Orlando-Researchers should continue to explore offhand leads or spur-of-the-moment ideas, said 2005 Nobel laureate Barry Marshall, FRACP, FRS, FAA. These very actions have sometimes led to world-changing, award-winning research.
“Curiosity-driven research is where we want to be . . . including free thinking and following up on any kind of leads,” said Dr. Marshall, with the University of Western Australia, Perth, Australia.
Dr. Marshall delivered the opening keynote address-“How curiosity-driven research can lead to the Nobel Prize”-during Sunday’s ARVO/Alcon Keynote Series. Dr. Marshall discussed the path to his and J. Robin Warren’s discovery of Helicobacter pylori and its role in peptic ulcer disease.
He also discussed how offhand research done by other Nobel laureates-including Albert Einstein-led them to be honored later for their accomplishment.
In the late 1970s and early 1980s, Drs. Marshall and Warren began to notice that there was a certain kind of bacteria present in a variety of stomach biopsies. There were also signs of inflammation when the bacteria were found. They began to research the bacteria and how it could survive in the stomach’s acidic environment.
Dr. Marshall said they used endoscopic technology to study the cultures, even though endoscopy was at that time new and used primarily in clinical settings.

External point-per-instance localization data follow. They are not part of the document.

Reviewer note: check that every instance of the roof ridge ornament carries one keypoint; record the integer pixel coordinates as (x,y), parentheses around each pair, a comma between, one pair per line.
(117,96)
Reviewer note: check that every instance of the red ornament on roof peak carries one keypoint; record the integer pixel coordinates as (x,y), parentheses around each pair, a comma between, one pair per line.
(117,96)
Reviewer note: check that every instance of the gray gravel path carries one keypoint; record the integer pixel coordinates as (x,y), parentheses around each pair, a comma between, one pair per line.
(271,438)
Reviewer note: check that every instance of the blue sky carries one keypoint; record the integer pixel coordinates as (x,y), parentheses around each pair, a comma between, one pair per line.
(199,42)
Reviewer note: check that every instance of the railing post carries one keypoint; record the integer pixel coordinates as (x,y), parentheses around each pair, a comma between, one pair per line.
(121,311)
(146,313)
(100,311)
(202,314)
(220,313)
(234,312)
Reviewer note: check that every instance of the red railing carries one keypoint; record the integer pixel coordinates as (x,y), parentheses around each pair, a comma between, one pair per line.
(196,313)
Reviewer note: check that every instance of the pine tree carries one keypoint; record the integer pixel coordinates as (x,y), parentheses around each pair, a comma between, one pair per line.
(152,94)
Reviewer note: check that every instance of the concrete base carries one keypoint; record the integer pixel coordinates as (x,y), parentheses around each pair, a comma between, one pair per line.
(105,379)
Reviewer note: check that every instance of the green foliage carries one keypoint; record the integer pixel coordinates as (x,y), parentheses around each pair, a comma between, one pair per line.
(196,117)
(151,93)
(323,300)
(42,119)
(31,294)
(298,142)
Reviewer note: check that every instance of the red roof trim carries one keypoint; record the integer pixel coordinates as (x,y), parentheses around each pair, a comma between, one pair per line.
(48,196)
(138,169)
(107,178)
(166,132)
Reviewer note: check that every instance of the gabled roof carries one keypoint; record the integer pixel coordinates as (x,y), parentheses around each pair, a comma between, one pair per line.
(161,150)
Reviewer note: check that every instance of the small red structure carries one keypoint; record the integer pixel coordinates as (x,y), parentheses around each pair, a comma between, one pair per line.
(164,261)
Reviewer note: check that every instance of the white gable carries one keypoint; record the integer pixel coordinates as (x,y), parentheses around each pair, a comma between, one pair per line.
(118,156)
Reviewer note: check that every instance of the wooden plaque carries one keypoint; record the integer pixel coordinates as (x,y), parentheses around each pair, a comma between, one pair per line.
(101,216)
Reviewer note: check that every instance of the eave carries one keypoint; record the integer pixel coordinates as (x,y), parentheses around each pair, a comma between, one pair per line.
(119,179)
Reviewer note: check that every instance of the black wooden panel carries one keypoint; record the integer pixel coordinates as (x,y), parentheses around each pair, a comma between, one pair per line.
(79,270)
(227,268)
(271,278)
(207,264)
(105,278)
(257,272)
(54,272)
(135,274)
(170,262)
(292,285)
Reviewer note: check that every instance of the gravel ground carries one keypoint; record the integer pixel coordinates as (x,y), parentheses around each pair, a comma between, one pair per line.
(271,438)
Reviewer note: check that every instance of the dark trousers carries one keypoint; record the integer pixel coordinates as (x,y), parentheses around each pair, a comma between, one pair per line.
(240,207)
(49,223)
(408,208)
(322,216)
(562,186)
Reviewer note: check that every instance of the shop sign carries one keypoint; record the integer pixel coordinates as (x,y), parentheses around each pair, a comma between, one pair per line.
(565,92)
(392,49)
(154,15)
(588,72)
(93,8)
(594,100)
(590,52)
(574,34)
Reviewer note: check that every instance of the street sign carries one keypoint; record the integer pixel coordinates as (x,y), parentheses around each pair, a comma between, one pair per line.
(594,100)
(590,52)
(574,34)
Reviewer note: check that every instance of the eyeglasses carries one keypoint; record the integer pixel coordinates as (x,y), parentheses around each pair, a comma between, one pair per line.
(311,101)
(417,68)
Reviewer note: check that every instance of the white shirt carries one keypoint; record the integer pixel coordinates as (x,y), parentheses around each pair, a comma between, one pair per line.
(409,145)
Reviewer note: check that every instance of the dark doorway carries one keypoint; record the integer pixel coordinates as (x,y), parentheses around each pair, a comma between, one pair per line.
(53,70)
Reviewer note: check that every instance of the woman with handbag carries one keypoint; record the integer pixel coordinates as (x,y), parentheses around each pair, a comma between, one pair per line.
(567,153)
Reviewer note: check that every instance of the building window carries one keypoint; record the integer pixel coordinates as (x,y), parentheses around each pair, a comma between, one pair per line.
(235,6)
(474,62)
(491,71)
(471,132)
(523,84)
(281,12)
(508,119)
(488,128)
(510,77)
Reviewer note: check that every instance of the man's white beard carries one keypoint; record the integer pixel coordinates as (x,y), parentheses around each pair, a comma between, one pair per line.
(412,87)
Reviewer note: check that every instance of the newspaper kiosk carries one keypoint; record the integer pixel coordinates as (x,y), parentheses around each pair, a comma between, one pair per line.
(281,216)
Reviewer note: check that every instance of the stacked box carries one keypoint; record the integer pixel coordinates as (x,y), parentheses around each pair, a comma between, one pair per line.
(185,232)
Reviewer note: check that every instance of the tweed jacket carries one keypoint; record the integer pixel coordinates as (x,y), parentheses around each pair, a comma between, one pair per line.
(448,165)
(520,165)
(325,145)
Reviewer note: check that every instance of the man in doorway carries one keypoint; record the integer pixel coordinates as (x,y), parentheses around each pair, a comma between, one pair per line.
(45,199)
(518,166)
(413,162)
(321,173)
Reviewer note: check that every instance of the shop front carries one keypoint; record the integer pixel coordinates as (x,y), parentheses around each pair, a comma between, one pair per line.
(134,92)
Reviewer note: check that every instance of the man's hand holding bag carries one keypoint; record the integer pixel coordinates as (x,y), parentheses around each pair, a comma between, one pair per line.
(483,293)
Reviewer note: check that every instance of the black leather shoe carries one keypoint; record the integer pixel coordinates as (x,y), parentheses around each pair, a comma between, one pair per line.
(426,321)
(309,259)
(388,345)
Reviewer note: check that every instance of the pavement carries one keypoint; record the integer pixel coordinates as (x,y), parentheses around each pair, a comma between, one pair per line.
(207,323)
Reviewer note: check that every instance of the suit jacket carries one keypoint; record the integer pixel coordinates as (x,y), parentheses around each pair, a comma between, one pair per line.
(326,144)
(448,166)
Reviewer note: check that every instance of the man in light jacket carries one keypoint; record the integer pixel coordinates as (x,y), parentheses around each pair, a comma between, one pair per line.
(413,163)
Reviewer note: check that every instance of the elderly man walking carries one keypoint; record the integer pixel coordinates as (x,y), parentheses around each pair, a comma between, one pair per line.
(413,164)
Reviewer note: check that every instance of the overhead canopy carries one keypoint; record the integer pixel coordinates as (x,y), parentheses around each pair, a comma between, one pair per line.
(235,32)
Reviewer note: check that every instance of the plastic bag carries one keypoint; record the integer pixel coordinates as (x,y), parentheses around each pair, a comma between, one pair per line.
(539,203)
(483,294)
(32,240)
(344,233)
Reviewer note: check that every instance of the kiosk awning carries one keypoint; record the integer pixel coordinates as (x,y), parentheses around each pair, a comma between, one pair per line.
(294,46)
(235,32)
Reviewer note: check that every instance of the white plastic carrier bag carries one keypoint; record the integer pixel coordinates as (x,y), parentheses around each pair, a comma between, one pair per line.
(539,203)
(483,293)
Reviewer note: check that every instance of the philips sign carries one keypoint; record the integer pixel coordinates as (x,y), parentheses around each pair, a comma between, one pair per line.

The findings on H. pylori helped change the perception of peptic ulcer disease from its association with stress, alcohol, and genetics to the new knowledge that it was infectious and required antibiotics when symptoms emerged.
Dr. Marshall also noted that many new discoveries in science and medicine are blocked by what’s been called “the danger of the illusion of knowledge”-believing that you know how something works and not being open to new knowledge in that realm.